## RBM Name Generation

In [1]:
import argparse
import pickle
from sklearn.model_selection import train_test_split
from GridEncoder import GridEncoder
import Utils
from ShortTextCodec import ShortTextCodec, BinomialShortTextCodec
from RBM import BernoulliRBM
import Sampling
import sample
import sys
import colorama
import numpy as np

In [22]:
BIASED_PRIOR = 0

class CharBernoulli(BernoulliRBM):

    def __init__(self, **kwargs):
        """
        codec is the ShortTextCodec used to create the vectors being fit. The
        most important function of the codec is as a proxy to the shape of the
        softmax units in the visible layer (if you're using the CharBernoulliRBMSoftmax
        subclass). It's also used to decode and print
        fantasy particles at the end of each epoch.
        """
        # Attaching this to the object is really helpful later on when models
        # are loaded from pickle in visualize.py and sample.py
        self.codec = kwargs.pop("codec")
        self.softmax_shape = codec.shape()
        # Old-style class :(
        BernoulliRBM.__init__(self, **kwargs)

    def wellness_check(self, epoch, duration, train, validation):
        BernoulliRBM.wellness_check(self, epoch, duration, train, validation)
        fantasy_samples = '|'.join([self.codec.decode(vec) for vec in
                                    self._sample_visibles(self.h_samples_[:3], temperature=0.1)])
        print ("Fantasy samples: {}".format(fantasy_samples))

    def corrupt(self, v):
        n_softmax, n_opts = self.softmax_shape
        # Select a random index in to the indices of the non-zero values of each input
        # TODO: In the char-RBM case, if I wanted to really challenge the model, I would avoid selecting any
        # trailing spaces here. Cause any dumb model can figure out that it should assign high energy to
        # any instance of /  [^ ]/
        meta_indices_to_corrupt = self.rng_.randint(0, n_softmax, v.shape[0]) + np.arange(0, n_softmax * v.shape[0], n_softmax)

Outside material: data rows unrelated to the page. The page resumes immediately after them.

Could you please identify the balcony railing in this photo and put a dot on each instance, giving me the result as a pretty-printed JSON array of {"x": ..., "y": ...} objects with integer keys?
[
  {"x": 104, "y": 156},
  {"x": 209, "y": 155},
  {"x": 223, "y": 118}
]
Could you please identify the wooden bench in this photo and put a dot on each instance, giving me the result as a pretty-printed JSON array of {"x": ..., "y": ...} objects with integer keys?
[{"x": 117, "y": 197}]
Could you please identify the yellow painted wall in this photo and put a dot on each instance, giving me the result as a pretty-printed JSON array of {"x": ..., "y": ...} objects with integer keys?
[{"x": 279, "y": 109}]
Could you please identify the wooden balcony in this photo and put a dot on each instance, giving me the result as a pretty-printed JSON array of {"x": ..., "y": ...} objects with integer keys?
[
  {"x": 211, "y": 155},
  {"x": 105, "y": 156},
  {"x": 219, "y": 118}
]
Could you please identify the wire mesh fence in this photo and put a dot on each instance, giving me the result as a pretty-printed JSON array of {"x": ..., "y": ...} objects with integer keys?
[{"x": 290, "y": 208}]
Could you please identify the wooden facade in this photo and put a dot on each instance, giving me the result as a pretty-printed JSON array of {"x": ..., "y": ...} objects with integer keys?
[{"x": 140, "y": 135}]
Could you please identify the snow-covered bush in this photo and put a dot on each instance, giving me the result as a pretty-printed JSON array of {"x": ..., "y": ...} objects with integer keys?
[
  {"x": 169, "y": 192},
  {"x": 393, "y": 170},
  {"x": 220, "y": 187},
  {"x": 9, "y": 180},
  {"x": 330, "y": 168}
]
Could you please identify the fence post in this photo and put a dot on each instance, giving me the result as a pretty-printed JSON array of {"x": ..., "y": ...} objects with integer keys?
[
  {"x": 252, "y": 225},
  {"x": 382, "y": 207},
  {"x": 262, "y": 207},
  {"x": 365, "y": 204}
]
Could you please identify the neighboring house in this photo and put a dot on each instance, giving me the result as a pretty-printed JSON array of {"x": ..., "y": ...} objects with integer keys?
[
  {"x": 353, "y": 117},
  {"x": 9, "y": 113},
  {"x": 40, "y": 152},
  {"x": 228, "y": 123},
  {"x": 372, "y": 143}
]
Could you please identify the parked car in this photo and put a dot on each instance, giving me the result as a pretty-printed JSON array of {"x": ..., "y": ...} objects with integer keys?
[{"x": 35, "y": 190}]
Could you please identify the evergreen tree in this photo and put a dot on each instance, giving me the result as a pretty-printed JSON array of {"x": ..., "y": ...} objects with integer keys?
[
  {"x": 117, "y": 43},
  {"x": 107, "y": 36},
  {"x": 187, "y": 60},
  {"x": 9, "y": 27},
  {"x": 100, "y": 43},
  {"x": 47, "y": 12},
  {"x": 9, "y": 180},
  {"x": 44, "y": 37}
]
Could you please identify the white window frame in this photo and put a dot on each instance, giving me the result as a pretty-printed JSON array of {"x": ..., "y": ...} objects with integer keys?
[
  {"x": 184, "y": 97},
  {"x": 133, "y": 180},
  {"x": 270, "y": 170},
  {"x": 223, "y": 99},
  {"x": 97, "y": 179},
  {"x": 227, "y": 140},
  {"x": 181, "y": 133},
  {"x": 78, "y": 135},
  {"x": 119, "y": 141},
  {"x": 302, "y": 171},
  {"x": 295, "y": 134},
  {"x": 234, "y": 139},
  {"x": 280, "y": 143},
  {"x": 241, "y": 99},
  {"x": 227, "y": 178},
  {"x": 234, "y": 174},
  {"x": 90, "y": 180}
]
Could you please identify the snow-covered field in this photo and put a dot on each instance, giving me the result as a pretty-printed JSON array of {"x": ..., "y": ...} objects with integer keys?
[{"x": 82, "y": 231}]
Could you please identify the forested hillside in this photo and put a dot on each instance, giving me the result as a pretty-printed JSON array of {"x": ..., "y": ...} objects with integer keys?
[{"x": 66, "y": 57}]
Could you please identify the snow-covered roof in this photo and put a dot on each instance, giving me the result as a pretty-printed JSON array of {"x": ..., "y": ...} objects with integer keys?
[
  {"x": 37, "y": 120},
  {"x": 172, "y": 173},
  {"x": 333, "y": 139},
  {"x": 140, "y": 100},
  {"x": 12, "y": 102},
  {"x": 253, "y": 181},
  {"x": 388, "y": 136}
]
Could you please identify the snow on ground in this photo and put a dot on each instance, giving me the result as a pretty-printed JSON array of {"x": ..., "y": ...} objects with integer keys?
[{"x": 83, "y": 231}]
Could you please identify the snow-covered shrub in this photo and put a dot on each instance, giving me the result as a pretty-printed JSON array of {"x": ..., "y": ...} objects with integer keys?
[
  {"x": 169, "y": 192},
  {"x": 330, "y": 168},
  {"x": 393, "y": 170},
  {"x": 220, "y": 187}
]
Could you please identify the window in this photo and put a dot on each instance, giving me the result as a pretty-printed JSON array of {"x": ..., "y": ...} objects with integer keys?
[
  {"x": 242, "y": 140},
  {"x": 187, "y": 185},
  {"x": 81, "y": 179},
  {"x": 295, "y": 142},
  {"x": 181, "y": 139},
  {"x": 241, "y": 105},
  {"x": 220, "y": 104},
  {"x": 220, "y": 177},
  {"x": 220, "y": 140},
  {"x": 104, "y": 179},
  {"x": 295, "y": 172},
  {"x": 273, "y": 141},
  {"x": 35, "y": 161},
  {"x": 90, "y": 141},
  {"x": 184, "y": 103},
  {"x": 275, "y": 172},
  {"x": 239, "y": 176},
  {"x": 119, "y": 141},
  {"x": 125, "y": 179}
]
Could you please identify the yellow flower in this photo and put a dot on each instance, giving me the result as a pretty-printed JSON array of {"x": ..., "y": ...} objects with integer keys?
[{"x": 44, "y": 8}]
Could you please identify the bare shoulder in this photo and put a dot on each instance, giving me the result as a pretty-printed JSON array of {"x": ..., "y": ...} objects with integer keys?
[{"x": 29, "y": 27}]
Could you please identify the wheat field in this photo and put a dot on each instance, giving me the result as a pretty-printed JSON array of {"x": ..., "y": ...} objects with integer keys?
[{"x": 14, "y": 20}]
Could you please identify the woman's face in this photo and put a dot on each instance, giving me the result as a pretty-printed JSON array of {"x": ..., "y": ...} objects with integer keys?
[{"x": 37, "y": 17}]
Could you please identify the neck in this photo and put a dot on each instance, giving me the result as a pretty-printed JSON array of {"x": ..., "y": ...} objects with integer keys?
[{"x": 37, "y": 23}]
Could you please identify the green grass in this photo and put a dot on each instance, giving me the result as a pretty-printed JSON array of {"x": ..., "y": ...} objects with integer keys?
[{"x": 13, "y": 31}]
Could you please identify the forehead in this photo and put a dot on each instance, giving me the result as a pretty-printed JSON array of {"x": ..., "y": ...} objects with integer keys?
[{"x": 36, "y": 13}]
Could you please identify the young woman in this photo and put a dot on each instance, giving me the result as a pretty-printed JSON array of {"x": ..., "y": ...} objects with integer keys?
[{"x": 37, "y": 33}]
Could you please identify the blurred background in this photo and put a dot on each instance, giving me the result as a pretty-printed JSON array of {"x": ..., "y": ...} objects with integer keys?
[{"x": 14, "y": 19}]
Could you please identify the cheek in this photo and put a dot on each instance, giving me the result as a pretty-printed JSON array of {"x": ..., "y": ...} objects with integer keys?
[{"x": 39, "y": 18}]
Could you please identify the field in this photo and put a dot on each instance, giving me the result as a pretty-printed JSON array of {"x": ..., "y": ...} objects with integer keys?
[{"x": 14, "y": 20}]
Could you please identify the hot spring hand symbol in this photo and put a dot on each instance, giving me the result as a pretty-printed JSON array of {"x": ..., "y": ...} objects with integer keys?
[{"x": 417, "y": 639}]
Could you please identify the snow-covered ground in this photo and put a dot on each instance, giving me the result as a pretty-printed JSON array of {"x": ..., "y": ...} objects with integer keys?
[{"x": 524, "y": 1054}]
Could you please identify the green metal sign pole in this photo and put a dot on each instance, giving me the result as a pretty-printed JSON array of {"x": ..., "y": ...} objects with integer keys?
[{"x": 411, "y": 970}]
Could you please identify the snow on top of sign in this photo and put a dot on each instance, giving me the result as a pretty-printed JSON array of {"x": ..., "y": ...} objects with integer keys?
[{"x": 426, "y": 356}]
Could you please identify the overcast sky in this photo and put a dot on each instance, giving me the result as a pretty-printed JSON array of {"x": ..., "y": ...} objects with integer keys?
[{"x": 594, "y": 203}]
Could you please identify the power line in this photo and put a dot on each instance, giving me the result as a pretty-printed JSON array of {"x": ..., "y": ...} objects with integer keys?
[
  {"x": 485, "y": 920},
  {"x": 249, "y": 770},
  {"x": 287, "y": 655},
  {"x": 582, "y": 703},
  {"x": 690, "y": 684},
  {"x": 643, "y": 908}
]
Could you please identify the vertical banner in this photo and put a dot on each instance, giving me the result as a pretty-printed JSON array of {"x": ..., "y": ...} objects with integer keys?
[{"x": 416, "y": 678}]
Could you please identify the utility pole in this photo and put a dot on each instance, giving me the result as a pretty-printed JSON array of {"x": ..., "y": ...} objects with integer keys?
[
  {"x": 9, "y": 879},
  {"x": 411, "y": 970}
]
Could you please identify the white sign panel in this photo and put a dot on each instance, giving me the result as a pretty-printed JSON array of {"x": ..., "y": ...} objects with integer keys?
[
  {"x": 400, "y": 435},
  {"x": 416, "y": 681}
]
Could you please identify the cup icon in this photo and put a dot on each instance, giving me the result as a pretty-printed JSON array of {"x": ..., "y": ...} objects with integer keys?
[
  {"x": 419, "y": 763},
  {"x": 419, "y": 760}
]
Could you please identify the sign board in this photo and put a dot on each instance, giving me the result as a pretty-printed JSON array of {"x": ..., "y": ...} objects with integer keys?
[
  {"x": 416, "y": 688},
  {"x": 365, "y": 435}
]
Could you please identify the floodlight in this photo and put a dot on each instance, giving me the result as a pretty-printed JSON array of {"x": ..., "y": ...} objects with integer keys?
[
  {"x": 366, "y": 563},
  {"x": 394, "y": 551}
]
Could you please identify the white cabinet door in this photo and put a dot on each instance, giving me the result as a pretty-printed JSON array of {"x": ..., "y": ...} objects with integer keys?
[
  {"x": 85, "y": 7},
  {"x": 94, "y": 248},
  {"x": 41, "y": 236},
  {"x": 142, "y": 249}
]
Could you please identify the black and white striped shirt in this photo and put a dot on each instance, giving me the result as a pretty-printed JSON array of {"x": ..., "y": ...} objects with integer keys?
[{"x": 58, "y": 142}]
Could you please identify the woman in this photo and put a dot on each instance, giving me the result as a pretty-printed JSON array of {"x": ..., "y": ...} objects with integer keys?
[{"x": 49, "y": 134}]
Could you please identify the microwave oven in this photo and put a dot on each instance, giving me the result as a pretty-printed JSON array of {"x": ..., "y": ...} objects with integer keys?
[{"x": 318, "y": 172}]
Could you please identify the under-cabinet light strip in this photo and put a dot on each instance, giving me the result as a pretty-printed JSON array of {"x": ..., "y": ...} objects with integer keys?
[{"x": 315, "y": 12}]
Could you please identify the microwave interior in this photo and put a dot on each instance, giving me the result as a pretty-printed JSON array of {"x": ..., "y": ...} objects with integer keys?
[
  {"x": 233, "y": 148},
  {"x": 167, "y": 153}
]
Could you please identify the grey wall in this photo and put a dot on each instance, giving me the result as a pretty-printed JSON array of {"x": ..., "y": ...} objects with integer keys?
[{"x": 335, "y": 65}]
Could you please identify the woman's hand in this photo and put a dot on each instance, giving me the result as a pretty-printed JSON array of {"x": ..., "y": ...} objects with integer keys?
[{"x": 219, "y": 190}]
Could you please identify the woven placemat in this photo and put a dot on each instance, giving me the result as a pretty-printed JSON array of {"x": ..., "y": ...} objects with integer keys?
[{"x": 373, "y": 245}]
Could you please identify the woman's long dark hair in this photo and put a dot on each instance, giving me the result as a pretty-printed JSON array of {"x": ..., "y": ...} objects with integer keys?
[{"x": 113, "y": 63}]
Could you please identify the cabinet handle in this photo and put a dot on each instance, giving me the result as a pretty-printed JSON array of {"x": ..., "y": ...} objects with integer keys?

        # Offset these indices by a random amount (but not 0 - we want to actually change them)
        offsets = self.rng_.randint(1, n_opts, v.shape[0])
        # Also, do some math to make sure we don't "spill over" into a different softmax.
        # E.g. if n_opts=5, and we're corrupting index 3, we should choose offsets from {-3, -2, -1, +1}
        # 1-d array that matches with meta_i_t_c but which contains the indices themselves
        indices_to_corrupt = v.indices[meta_indices_to_corrupt]
        # Sweet lucifer
        offsets = offsets - (n_opts * (((indices_to_corrupt % n_opts) + offsets.ravel()) >= n_opts))

        v.indices[meta_indices_to_corrupt] += offsets
        return v, (meta_indices_to_corrupt, offsets)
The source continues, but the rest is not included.